Wednesday, April 11, 2012

Luck Runs Out

I am not a lucky person by my own standards or anyone that I know. I don't find $100 folded up on the ground when I need money...or even $5. My health is not a constant. When I don't study for tests, I don't pull A's with made up elegance. No pots of gold. No four leaf clovers. The wishes I make on stars, birthday candles, eye lashes, and in tunnels are all still in the works if they are coming at all.

On the other hand, I suffer from no great amount of bad luck. The mirrors remain in tact. The things I do on Friday the 13th prosper. Black cats are ... just like white cats except, well, black. And so on.

But it takes a lot more than luck to get by. Luck runs out. It leaves. It wears thin. It turns sour. And yet... yet I continue to make it. Despite all of the "almosts" and close calls that have filled the pages of my life daily, I am still here and still heading into some kind of future. It bewilders me. It is not by my amazingly strong will either. Many a time my stubborn will has been determined to go in what turns out to be the wrong direction.

I think it is called it blessing. I think it is named grace.
...I think it makes me want to paint again.

And I would. But I cannot yet breathe. My lungs are full of water ...or mud. Better yet, my lungs are vacuumed shut and emptied. Yes, that is the feeling. And I keep wondering if I will ever breathe again. Oxygen would be so sweet. Like sugar. Or maybe less sweet and more like fine salt. Or cold. Like snowflakes. I forget just now. What's worse is I feel myself arguing against it. "If I let myself breathe again, it will consume me for the rest of my life."

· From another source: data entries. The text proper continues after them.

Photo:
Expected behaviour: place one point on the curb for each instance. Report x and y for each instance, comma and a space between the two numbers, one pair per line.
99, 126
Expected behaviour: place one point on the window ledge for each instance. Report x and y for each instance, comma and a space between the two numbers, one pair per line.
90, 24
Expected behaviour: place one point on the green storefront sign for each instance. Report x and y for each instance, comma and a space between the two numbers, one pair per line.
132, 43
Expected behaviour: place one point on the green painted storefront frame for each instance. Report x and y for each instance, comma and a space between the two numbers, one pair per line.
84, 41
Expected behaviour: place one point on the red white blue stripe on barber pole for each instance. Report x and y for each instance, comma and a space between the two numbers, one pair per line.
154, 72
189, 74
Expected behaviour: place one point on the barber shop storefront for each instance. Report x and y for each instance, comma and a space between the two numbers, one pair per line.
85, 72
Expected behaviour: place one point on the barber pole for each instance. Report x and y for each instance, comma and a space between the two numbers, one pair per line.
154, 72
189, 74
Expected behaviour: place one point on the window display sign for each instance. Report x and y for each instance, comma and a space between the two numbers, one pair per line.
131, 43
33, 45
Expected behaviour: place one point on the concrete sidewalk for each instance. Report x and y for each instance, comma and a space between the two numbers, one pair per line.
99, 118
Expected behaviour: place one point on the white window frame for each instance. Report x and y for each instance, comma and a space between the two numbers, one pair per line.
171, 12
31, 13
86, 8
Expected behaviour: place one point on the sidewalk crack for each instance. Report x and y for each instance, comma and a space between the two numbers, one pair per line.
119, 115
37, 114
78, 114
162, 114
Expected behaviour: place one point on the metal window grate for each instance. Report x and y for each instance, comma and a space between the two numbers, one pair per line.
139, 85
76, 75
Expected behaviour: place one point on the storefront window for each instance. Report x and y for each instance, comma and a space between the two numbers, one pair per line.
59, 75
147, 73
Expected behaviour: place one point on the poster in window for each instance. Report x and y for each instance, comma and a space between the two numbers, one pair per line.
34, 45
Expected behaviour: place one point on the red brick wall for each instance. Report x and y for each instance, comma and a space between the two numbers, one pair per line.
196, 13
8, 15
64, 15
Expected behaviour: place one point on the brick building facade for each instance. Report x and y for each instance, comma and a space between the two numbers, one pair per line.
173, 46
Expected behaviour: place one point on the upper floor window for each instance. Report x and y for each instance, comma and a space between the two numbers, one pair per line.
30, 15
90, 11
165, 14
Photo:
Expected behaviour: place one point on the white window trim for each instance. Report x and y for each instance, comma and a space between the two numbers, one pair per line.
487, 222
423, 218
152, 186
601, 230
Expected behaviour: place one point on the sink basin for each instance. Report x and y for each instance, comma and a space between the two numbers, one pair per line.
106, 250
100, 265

But I forget how naturally it comes. It does not distract from the rest of life. It is no threat. So what if it consumes my life? Without it, there is no inhale.exhale. rhythm. Without it, I am certain to forget how easily luck runs out and how gently grace finds you when you stop running.

Friday, April 6, 2012

Real Quick:



...a reading from Radical Hospitality: Benedict's Way of Love by Father Daniel Homan and Lonni Gollins Pratt. I found this in a book I randomly picked up while I was babysitting a sleeping child.
"When we speak of hospitality we are always addressing issues of inclusion and exclusion. Each of us makes choices about who will and who will not be included in our lives...Issues of inclusion and exclusion, while personal, are not just personal. Our entire culture excludes many people. If you are in a wheelchair, for example, you are excluded because there are places you can't go. If you are very young, if you are very old, you are excluded... Hospitality has an inescapable moral dimension to it... It is an issue involving what it means to be human. All of our talk about hospitable openness doesn't mean anything as long as some people continue to be tossed aside...
"But calling hospitality a moral issue does not tell us the whole truth about hospitality either. A moral issue can become bogged down in legalisms, and hospitality is no legalistic ethical issue. It is instead a spiritual practice, a way of becoming more human, a way of understanding yourself. Hospitality is both the answer to modern alienation and injustice and a path to a deeper spirituality."